Adult Children of Emotionally Immature Parents

Adult Children of Emotionally Immature Parents

2016 • 6h 50m

Ratings106

Average rating4.3

15

I found a lot of the advice in this book helpful in maintaining my own mental well-being in my relationship with my mother, but I'm giving this book three stars because a decent chunk was just not applicable to me as an autistic person, an autistic parent, and an autistic child of undiagnosed neurodivergent parents. In the list of traits of an emotionally immature person, several were autistic traits. Autistic traits may make socializing difficult, but they don't inhibit the ability to have equitable relationships with others. My relationships to other autistic people have had far less emotional immaturity than my relationships to non-autistic people.

The section describing different types of empathy—cognitive empathy being ability to know what others are feeling, and emotional empathy being the ability to resonate with or feel others' feelings—makes the argument that low emotional empathy produces tendencies to be entitled, controlling or cruel. The book fails to say that cognitive empathy is something that is learned—we aren't born with the ability to figure out others' emotions. It has also not been shown that emotional empathy can't be learned. My low emotional empathy has never caused me to see myself as entitled to other people's time, energy or love. I felt like the author was
identifying the wrong causes—entitlement is about your deeply held values, not about your brain's abilities.

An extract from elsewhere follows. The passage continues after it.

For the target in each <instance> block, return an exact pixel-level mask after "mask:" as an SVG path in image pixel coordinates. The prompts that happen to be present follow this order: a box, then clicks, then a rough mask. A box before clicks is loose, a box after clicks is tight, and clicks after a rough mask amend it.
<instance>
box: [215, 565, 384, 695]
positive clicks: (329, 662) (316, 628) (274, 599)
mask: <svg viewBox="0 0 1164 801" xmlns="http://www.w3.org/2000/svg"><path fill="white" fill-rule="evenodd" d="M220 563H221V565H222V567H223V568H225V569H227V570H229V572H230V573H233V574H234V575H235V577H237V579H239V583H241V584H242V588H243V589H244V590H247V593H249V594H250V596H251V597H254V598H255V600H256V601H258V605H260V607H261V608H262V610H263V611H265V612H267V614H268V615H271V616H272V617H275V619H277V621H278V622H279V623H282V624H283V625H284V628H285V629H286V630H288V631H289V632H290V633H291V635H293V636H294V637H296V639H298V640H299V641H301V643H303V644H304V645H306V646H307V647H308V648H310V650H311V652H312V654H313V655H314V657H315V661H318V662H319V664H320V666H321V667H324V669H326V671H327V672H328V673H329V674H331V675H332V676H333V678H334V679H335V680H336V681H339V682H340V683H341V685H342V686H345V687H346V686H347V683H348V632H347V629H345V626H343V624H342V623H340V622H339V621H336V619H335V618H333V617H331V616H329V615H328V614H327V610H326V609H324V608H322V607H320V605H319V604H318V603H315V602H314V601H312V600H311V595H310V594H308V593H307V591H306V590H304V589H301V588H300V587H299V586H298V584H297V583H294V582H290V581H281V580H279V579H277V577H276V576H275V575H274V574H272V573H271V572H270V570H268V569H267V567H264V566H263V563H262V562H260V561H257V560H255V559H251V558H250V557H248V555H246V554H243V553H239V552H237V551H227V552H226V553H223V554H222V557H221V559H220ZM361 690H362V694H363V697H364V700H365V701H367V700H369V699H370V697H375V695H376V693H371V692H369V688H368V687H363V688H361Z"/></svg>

The assumption that these types of empathy are innate and unchanging muddles the determination of moral culpability: if someone could not have acted otherwise, they aren't morally responsible. Though it's beyond the scope of the book to rehabilitate them, the fact remains that emotionally immature parents could have acted otherwise, and that is the only way we can say they did things that were wrong.

I found the sections on how to be firm with my boundaries very helpful. Overall, I think this book will potentially help a lot of people! But it does a small contribution to the misunderstanding and harm of autistic people.